There was usual scenes everywhere, I spent the first couple of days investigating the area to find good spots to paint from and to try and get some understanding of the functions of the bizarre series of caves, pigeon houses and tunnels through the ground and up into the rock. There were mysterious carved out windows in the centre of solid looking rock, exposed rooms where part of the rock had completely sheered off and Greek ruined buildings. The arches and alters of beautiful old churches carved into the rock still remained in some places with simple paintings inside them of Christian symbolism, delicate abstract patterns and everyday life such as chickens and plants.
The reds and oranges of the pictures seemed to be the pigment that had lasted the exposure to light. The rock was very soft and due to storms and wind, impressive rock formations had been created. I tended to work in situ in the morning when it was less hot then retreat to coolness of my cave as the full midday heat took hold and painted from photos and sketches then the two hours before the sun set to get out go out and explore.

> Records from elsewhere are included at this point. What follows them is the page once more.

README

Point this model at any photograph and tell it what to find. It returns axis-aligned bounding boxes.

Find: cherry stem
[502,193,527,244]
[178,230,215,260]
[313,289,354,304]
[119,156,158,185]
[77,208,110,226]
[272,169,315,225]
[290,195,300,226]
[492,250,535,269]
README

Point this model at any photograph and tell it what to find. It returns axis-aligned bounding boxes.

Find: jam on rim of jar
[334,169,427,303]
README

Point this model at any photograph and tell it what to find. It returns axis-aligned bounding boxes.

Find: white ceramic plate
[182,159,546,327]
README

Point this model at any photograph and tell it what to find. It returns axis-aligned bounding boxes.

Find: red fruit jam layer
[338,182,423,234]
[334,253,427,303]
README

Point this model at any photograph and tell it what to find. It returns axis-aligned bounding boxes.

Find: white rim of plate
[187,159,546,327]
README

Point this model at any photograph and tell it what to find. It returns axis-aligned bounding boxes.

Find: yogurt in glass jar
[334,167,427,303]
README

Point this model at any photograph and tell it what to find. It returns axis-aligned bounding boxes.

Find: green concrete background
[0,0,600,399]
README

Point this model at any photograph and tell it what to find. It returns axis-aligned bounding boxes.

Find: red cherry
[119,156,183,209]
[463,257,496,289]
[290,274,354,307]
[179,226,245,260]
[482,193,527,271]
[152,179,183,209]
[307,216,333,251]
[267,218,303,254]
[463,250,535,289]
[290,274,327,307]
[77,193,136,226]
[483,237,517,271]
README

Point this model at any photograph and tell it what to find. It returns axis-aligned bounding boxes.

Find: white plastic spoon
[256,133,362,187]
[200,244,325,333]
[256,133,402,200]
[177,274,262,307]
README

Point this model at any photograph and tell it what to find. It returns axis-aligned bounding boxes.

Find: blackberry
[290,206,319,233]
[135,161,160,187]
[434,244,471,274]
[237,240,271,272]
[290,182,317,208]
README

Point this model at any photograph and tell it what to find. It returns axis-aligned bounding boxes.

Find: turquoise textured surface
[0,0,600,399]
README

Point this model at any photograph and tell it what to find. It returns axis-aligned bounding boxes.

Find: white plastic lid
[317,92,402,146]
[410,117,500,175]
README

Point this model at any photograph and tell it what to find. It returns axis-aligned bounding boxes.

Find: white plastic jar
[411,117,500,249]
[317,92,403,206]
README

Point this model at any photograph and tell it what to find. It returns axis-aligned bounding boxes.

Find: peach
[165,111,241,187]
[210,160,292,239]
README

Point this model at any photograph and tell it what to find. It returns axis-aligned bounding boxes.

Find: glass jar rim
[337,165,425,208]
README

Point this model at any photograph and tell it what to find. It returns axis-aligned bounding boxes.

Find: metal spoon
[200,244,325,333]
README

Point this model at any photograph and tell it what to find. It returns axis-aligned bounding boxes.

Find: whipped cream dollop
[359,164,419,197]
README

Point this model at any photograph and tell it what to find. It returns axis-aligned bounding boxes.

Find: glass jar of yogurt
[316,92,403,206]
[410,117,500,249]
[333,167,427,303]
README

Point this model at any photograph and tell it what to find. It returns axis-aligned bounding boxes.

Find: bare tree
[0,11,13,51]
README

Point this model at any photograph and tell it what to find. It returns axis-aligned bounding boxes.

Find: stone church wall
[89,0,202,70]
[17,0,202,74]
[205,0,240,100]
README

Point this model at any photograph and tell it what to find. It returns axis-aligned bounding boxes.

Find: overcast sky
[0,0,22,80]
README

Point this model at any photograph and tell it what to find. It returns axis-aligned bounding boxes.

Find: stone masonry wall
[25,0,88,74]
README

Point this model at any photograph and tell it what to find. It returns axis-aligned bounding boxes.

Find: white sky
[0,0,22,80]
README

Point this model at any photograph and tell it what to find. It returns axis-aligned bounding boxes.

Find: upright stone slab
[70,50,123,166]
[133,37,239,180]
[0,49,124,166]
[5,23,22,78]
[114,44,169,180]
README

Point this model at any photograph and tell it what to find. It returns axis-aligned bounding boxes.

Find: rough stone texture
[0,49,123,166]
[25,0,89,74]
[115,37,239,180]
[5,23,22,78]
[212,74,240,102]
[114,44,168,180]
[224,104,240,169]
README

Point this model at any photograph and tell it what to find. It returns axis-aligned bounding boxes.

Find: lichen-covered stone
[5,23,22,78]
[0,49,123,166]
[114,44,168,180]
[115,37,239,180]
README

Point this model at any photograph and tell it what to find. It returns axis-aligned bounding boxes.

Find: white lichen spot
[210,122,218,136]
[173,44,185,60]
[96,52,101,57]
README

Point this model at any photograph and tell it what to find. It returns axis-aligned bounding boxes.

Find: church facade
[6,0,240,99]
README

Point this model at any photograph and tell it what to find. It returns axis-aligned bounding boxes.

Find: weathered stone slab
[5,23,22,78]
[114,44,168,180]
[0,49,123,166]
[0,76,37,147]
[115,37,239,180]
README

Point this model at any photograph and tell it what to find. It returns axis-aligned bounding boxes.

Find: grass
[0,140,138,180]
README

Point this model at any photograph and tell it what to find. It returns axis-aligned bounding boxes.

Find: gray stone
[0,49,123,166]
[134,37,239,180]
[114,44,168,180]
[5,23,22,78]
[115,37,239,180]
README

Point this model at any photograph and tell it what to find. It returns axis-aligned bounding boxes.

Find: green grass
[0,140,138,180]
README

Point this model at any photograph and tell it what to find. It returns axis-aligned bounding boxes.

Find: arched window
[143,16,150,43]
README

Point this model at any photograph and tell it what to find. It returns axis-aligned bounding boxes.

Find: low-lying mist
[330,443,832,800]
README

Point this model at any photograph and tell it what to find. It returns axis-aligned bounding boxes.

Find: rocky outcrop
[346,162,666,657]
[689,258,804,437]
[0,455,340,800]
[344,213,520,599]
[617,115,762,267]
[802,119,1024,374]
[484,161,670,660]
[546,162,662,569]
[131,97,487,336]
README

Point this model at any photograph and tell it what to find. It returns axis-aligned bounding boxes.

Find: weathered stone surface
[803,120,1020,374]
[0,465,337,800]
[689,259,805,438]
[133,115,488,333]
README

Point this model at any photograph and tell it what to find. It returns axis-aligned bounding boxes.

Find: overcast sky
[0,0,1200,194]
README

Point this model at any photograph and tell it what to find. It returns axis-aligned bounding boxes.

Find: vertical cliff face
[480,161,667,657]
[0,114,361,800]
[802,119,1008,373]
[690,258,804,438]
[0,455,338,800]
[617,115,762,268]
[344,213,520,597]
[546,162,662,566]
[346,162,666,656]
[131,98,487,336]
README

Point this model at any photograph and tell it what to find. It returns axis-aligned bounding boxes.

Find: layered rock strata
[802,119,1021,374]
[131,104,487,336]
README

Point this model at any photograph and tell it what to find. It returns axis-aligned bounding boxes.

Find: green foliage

An area that I have kept returning to to paint is looking back cave openings of balconies and doors in the cliff. My studio lead out into the middle torquoise door through a little passage in the ground. I liked the combination of shapes that had been formed from years of natural erosion and the details and colours of of human habitation. (see below) The village was wonderfully undeveloped and felt like it had changed very little. The work of the donkeys had in some cases been replaced by small tractors but other than that the majority of the people continued to live off the land having little plots of ground around the village for fruit and vegetables. It was the beginning of the apricot season when I arrived and as time went on the flat rooftops of the houses (and in my paintings) became more and more covered with the deep orange colour of drying apricots. This was an impressive scene when viewed from above.